On a given day, Crestron might work with tenants in a major complex of five or six high-rise towers that won’t be completed for four years. Or, it might go so far as to spend a summer working with a school to upgrade its classroom lighting controls.
Crestron worked with Salt River Electric, one of the largest power utilities in the U.S., to create a new energy-savings and efficiency model.

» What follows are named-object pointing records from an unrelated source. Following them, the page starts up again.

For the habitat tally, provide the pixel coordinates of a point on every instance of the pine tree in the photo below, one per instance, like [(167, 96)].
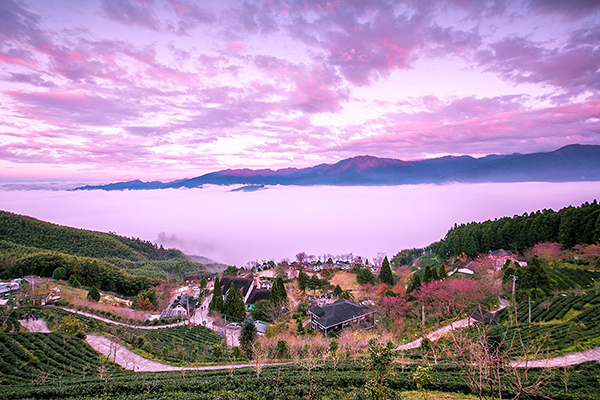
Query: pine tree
[(427, 275), (248, 335), (94, 294), (385, 275), (216, 304), (414, 284)]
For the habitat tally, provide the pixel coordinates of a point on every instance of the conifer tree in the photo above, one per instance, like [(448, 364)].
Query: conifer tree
[(94, 294), (73, 282), (385, 275), (216, 304), (427, 275), (414, 284)]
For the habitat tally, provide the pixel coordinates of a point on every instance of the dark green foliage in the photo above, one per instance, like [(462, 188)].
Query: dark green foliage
[(107, 261), (248, 335), (73, 282), (365, 276), (59, 274), (533, 276), (216, 303), (94, 294), (282, 349), (260, 311), (569, 226), (234, 307), (303, 281), (385, 274), (31, 232), (414, 284), (442, 274)]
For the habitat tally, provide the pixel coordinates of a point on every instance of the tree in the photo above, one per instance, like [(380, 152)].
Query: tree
[(385, 274), (302, 281), (203, 283), (73, 282), (414, 284), (94, 294), (442, 274), (379, 366), (216, 303), (365, 276), (59, 274), (248, 335)]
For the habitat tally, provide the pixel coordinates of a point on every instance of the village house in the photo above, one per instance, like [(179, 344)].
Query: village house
[(249, 285), (182, 307), (339, 315)]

Salt River Electric renovated a three-story, 85,000-square-foot building next door to its Phoenix, Arizona, headquarters and used Crestron’s lighting solutions and facilities management technologies to make a case for the energy-savings that these technologies can provide.
Salt River used Crestron’s Fusion® Cloud dashboard to integrate all of the building functions that are normally operated in silos, such as lighting, video technology, digital signage, voice and data communication and building management systems.
In addition to lighting, “it’s really about integrating all of the other pieces of technology in a building to allow it to operate and breathe and live as its own creature almost,” Gross says.
Playing nice with other manufacturers
A major benefit of DALI is that it allows Crestron to integrate lighting systems from any manufacturer that uses the DALI protocol.
“Really the reason we showcase DALI is it is the most advanced control system out there,” Gross says. “It’s an open standard that can be integrated with other systems that Crestron doesn’t manufacture.”
In any dimming system, the light ballasts and controllers must speak the same language. That language is either proprietary or open source, like DALI. Crestron makes its own lighting products, but it wanted to make sure that its control system would be able to control lighting products made by other manufacturers too. Because Crestron’s lights and control system speak the open source DALI language, they work well with lights made by other companies.
“We like to integrate with other people,” Gross says. “We like to manufacture products, but we also like to have good partnerships.”